What Is A Hard Credit Pull?
A hard credit pull on a person’s credit report is what we normally associate with a lender checking our credit report and credit score. Hard credit report pulls are initiated by the consumer when they apply for a new loan, additional credit card, or even apply for new cell phone services or utilities. In most cases, a person’s credit score will decrease slightly with each hard credit pull. The credit bureaus view a consumer’s request for more credit to be granted in their name as a red flag that a borrower could become an increased risk for default. And, that is why a person’s credit score slightly decreases with the application for a new loan or credit card. If a person applies for a lot of new credit limits over a short period of time, his or her credit score will decrease a decent amount. The credit bureaus do give consumers a small window to shop around for the best car loans and mortgage rates by only penalizing their credit score for the first hard credit pull when it is believe that they are actively shopping for the best interest rate on a large purchase.

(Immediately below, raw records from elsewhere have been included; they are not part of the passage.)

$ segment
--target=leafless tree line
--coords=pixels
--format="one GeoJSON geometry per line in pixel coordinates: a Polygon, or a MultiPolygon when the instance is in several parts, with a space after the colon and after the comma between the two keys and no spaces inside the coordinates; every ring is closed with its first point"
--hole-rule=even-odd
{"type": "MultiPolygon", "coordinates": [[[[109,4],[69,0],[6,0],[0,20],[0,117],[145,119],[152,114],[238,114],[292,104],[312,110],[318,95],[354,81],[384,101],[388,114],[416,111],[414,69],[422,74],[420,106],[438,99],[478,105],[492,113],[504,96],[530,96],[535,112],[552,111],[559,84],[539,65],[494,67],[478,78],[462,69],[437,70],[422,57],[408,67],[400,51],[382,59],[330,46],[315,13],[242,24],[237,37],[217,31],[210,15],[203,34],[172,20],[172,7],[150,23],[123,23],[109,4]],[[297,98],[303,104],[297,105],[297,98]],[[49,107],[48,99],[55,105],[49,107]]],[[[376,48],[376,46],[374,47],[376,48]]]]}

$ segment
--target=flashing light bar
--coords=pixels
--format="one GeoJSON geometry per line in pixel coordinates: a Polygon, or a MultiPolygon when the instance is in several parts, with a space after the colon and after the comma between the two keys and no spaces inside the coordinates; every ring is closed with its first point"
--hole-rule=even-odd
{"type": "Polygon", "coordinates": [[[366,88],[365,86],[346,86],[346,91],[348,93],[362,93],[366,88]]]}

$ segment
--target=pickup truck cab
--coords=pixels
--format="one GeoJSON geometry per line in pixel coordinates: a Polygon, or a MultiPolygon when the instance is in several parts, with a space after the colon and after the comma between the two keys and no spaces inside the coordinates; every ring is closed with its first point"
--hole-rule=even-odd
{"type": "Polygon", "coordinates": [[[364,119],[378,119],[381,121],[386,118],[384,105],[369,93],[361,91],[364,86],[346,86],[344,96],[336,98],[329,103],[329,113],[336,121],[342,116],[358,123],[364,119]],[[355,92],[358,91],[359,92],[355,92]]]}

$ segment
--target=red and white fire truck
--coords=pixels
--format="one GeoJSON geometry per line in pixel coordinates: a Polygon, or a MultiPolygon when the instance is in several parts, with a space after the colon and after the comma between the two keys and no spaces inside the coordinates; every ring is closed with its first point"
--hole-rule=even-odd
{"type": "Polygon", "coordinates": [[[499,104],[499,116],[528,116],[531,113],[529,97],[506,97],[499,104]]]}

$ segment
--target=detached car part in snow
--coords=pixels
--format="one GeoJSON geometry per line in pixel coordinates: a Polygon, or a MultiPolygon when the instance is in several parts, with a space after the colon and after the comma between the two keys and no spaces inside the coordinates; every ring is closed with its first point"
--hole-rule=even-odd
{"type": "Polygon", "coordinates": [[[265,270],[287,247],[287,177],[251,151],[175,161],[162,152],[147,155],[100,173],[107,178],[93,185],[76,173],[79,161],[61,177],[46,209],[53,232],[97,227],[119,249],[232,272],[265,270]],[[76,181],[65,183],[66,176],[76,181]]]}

What Is A Soft Credit Pull?
A soft credit check or soft credit pull is a check that does not affect a borrower’s credit score when it is made. A soft credit pull is logged in a person’s credit history by the credit bureau, but the soft credit pull is only visible on a credit report only to that person and not potential lenders. A soft credit pull often happens without the consumer knowing about it and can occur for a countless number of reasons such as those credit card offers we all receive in the mail, a check from a new employer, and even verification by a bank of your identity. A consumer can check his or her own credit report as often as they want with no negative effects to their credit score.
Why Consumers Need To Know The Difference Between The Two
You need to know the difference between a hard and soft credit pull of your credit report to protect your credit score from potential damage. Unfortunately, the United States is still a country that revolves around using debt for large purchases such as a new car or home. If a consumer wants to be able to borrow money for these purchases, he or she must ensure that the credit score is as high as it can possibly be. Many Americans do not know that requesting their own credit report will not hurt their credit score. More people should routinely request their credit reports to ensure that their information is accurate and they are not the victim of identity theft.

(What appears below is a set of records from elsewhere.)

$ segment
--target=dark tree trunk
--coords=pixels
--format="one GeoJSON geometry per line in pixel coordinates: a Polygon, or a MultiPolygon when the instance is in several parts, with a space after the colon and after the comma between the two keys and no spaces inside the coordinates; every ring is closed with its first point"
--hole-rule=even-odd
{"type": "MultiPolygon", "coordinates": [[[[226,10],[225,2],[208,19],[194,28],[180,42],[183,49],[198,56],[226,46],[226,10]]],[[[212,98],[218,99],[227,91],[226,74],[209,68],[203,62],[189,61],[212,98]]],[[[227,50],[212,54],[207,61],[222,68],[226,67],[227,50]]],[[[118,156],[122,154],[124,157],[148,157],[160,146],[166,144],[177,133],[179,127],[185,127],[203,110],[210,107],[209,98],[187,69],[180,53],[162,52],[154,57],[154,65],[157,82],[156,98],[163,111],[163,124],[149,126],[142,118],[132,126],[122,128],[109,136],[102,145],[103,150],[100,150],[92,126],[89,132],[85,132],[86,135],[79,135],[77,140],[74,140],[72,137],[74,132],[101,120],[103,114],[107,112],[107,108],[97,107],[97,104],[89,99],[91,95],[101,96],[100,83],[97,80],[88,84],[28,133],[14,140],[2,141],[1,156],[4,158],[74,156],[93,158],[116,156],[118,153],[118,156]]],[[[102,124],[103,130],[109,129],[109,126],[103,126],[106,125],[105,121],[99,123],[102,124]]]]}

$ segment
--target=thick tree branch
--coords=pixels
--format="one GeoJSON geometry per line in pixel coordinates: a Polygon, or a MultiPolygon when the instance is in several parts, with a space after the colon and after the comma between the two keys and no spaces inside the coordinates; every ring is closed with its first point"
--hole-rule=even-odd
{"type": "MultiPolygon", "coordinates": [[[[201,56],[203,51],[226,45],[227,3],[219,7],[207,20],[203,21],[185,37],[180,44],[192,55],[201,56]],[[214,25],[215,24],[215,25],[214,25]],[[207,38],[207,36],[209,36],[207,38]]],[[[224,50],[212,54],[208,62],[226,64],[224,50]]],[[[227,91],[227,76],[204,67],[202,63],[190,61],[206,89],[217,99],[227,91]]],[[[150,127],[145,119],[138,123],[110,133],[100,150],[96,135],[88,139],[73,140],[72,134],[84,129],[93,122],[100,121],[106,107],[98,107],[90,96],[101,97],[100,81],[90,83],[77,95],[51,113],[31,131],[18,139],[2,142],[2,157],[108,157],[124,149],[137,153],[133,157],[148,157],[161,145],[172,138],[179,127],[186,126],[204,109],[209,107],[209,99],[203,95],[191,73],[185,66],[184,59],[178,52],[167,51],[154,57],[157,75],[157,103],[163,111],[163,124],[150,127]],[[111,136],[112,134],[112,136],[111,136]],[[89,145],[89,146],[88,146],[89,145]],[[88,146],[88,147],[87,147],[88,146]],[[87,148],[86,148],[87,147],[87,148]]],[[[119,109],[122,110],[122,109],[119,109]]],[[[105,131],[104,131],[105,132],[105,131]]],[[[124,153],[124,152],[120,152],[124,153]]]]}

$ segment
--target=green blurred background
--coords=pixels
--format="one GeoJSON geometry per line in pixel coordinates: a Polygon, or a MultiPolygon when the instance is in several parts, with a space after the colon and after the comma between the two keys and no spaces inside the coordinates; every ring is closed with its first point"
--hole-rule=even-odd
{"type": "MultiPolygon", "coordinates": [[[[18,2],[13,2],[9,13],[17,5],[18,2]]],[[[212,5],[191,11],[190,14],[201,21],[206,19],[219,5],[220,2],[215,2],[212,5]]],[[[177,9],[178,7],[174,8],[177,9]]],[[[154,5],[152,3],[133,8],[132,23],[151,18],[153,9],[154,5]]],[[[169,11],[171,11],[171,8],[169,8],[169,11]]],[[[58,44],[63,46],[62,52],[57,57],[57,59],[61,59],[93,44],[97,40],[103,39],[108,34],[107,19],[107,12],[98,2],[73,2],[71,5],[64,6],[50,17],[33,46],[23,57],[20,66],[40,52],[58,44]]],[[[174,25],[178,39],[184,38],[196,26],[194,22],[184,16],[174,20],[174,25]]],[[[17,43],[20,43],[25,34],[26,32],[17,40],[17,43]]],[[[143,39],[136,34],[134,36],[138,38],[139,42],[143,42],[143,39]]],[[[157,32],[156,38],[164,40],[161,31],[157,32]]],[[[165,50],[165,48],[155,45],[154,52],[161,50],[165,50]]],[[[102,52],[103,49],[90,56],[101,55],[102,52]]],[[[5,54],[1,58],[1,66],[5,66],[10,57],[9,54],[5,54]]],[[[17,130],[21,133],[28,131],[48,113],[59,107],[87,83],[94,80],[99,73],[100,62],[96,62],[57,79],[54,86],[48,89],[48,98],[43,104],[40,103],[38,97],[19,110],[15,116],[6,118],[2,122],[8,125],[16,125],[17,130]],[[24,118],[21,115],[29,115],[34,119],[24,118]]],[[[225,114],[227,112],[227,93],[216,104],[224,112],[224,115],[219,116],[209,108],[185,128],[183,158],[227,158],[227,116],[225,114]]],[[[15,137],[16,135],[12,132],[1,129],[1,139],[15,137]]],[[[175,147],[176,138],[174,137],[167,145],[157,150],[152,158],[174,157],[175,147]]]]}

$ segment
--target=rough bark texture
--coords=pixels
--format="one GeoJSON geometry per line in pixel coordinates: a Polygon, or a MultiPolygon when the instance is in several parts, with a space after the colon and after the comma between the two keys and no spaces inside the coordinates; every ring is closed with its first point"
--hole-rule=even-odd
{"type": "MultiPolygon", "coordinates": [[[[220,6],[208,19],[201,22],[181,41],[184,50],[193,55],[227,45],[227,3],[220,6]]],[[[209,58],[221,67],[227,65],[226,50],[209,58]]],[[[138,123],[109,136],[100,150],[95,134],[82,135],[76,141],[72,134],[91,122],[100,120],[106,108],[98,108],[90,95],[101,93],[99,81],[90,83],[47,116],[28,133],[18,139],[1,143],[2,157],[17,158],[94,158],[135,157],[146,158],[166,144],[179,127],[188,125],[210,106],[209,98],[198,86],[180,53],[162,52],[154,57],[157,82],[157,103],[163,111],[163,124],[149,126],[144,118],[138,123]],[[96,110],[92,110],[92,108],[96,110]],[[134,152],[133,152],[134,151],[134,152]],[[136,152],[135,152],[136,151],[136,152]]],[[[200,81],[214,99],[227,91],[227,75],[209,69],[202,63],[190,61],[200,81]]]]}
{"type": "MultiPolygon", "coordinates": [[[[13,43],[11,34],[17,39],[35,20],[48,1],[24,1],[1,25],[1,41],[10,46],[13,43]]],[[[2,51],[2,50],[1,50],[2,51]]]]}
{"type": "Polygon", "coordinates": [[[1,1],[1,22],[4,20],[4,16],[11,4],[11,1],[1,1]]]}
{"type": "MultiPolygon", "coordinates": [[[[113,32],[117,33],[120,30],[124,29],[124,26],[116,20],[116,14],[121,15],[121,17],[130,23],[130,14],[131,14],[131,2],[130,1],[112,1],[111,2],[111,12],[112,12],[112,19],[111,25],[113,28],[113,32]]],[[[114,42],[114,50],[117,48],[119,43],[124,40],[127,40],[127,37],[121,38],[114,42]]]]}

Understanding the intricacies of a how our credit scores are calculated can make us better and smarter consumers. While adding credit and keeping our credit scores as high as possible is not the main goal of financial independence, accurately maintaining and actively monitoring our credit report is an important piece to our future financial puzzle if we want to include new debt for a home or other large purchase in our future. The more we know and understand how the three credit bureaus look at us will enable us to make better informed financial decisions in our lives.